Die von Bund und Ländern vereinbarte „Notbremse“ sieht vor, Öffnungen zurückzunehmen, wenn die Sieben-Tage-Inzidenz in einer Region oder einem Land an drei aufeinander folgenden Tagen auf über 100 steigt. Diese Zahl der neuen Fälle pro 100.000 Einwohner in sieben Tagen stieg dem RKI zufolge am Freitag bundesweit weiter auf 119,1.
[Kampf gegen das Coronavirus: Wie Bund und Berlin die Probleme bei Impfungen und Tests lösen wollen, lesen Sie hier (T+).]
Mit Blick auf die vielkritisierte Impfkampagne sagte Spahn, im April würden 15 Millionen Dosen erwartet. Das seien mehr, als im ganzen ersten Quartal verimpft worden seien. Das mache deutlich, „wie die Impfkampagne an Dynamik gewinnen kann und gewinnen wird“. Alle aus der zweiten Prioritätsgruppe – unter anderem Menschen ab 70 Jahren, Menschen mit Vorerkrankungen und bestimmte Berufsgruppen – sollten nun in die Impfkampagne einbezogen werden.
Spahn wies darauf hin, dass die Impfungen bei älteren Menschen schon deutlich Wirkung zeigen. So sei die Sieben-Tage-Inzidenz bei Menschen über 80 Jahren von über 290 Anfang Januar auf jetzt 55 gefallen. Am aktuellen Infektionsgeschehen seien sie „unterdurchschnittlich“ beteiligt. Auch die Corona-Ausbrüche in den Pflegeheimen seien deutlich zurückgegangen, von über 370 pro Woche Ende des vergangenen Jahres auf aktuell weniger als 20 pro Woche.
Spahn mahnte zugleich mehr Flexibilität beim Impfen an. „Ich bin dafür, dass auch die siebte Dosis aus den Fläschchen gezogen wird“, sagt Spahn zum Impfstoff von Biontech/Pfizer. Dies sei aber nicht immer technisch umsetzbar. Man könne zudem übrig gebliebene Impfstoffe problemlos verimpfen. Über 70-Jährige könnten doch „einfach ihren Ausweis vorzeigen“ und an den Impfzentren einen kurzfristigen Termin bekommen.

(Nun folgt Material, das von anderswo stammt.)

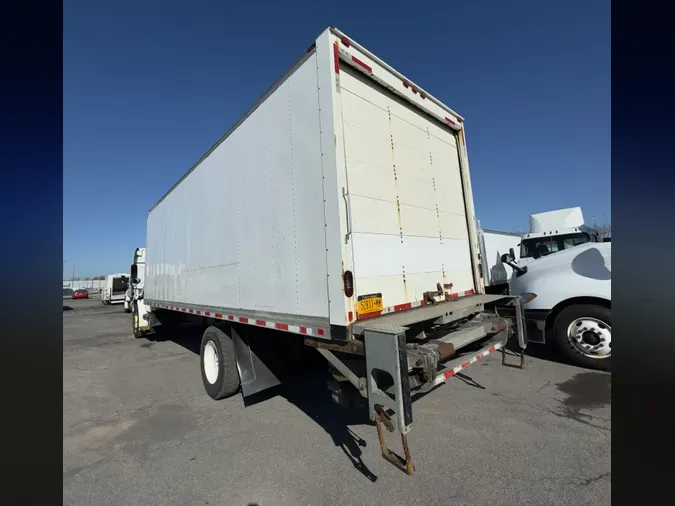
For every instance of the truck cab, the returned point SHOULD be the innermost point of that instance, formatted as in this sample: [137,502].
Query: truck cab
[567,300]
[554,231]
[136,280]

„Es braucht einfach Pragmatismus. Und die Impfverordnung macht Pragmatismus auch möglich“, erklärte Spahn, der zudem noch einmal die Impfstrategie verteidigte „Wir hätten diese Priorisierungsfrage nicht in 50.000 Hausarztpraxen treffen können“, sagte der Minister. Deshalb habe es Impfzentren für die Priorisierungsgruppe 1 gebraucht. Künftig werde man aber, wenn die Impfstofflieferungen wie geplant kämen, auch in den Hausarztpraxen das Impfen vorantreiben.